“Sleeping sickness threatens millions of people across sub-Saharan Africa. Many of the people at risk live in remote rural areas where there is little access to adequate health services, and where acoziborole has the potential to revolutionise treatment for sleeping sickness,” said Dr. Antoine Tarral, Head of Human African Trypanosomiasis Clinical Program at DNDi, and lead author of the study
Geneva:
A new, single-dose oral treatment for sleeping sickness is 95 per cent effective in adults and adolescents, regardless of disease stage, and could be a key factor in eliminating disease transmission by 2030, according to a study published in The Lancet Infectious Diseases.
Developed by not-for-profit Drugs for Neglected Diseases initiative (DNDi) and Sanofi, acoziborole, unlike current treatments for sleeping sickness, does not require multiple days of treatment, hospitalisation or highly skilled health personnel, the researchers said.
Transmitted by the bite of an infected tsetse fly, sleeping sickness, or human African trypanosomiasis (HAT), is a neglected tropical disease, which can be fatal if left untreated.
The Gambiense human African trypanosomiasis (g-HAT) form of the disease is found across countries in west and central Africa with most cases in Congo.
Until 2019, treatment for patients in the earlier stage of the disease was a daily injection for seven or more days and, for patients in the later disease stage, an intravenous drip for seven days, which requires hospitalisation, the researchers said.

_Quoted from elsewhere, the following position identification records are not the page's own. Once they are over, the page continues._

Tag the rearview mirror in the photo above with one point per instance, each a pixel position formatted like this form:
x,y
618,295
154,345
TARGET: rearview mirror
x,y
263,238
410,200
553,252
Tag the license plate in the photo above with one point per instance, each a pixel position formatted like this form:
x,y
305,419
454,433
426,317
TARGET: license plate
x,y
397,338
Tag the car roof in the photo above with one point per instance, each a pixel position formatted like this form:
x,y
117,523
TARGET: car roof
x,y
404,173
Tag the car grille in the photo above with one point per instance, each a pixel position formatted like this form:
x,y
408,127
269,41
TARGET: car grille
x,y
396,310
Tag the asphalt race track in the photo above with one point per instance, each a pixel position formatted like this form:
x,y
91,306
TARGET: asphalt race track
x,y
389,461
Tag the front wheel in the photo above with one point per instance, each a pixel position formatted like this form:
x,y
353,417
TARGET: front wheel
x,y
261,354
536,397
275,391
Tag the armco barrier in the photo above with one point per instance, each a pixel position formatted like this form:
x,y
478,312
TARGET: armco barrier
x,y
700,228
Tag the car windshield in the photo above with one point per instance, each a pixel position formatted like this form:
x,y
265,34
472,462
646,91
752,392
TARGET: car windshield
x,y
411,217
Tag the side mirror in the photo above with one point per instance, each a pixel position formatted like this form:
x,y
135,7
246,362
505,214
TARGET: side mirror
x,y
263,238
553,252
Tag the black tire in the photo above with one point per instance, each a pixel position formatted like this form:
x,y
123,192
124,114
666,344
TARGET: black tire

Patients were also required to undergo a spinal tap, where fluid is collected from the spine, to diagnose the stage of sleeping sickness to determine the most appropriate treatment, they said.
In 2019, fexinidazole was introduced, a 10-day oral drug developed by DNDi as a first-line treatment for both stages of the disease, but its administration still requires skilled staff and, often, hospitalisation.

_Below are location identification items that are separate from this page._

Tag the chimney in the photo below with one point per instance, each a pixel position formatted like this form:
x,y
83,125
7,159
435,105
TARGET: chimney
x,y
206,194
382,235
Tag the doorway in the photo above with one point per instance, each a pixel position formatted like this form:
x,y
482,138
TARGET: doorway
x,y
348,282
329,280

The new prospective study looks at the efficacy of one oral dose of acoziborole in treating g-HAT.
“Sleeping sickness threatens millions of people across sub-Saharan Africa. Many of the people at risk live in remote rural areas where there is little access to adequate health services, and where acoziborole has the potential to revolutionise treatment for sleeping sickness,” said Dr. Antoine Tarral, Head of Human African Trypanosomiasis Clinical Program at DNDi, and lead author of the study.
“It is administered in a single dose and is effective across every stage of the disease, thereby eliminating the many barriers currently in place for people most vulnerable to the diseases, such as invasive treatments and long travel distances to a hospital or clinic, and opening the door to screen-and-treat approaches at the village level,” Tarral said in a statement.
During the study, which recruited patients from 10 hospitals in Congo and Guinea, a single 960 mg oral dose of acoziborole was administered to 208 patients; 167 diagnosed with late-stage HAT and 41 with early or intermediate-stage g-HAT. The patients were followed up for 18 months to see if treatment was successful.
The researchers found that 18 months after treatment 95 per cent (159/167) of patients with late-stage g-HAT treated with acoziborole were cured. No trypanosomes, the microscopic parasites which cause g-HAT, were present in body fluids.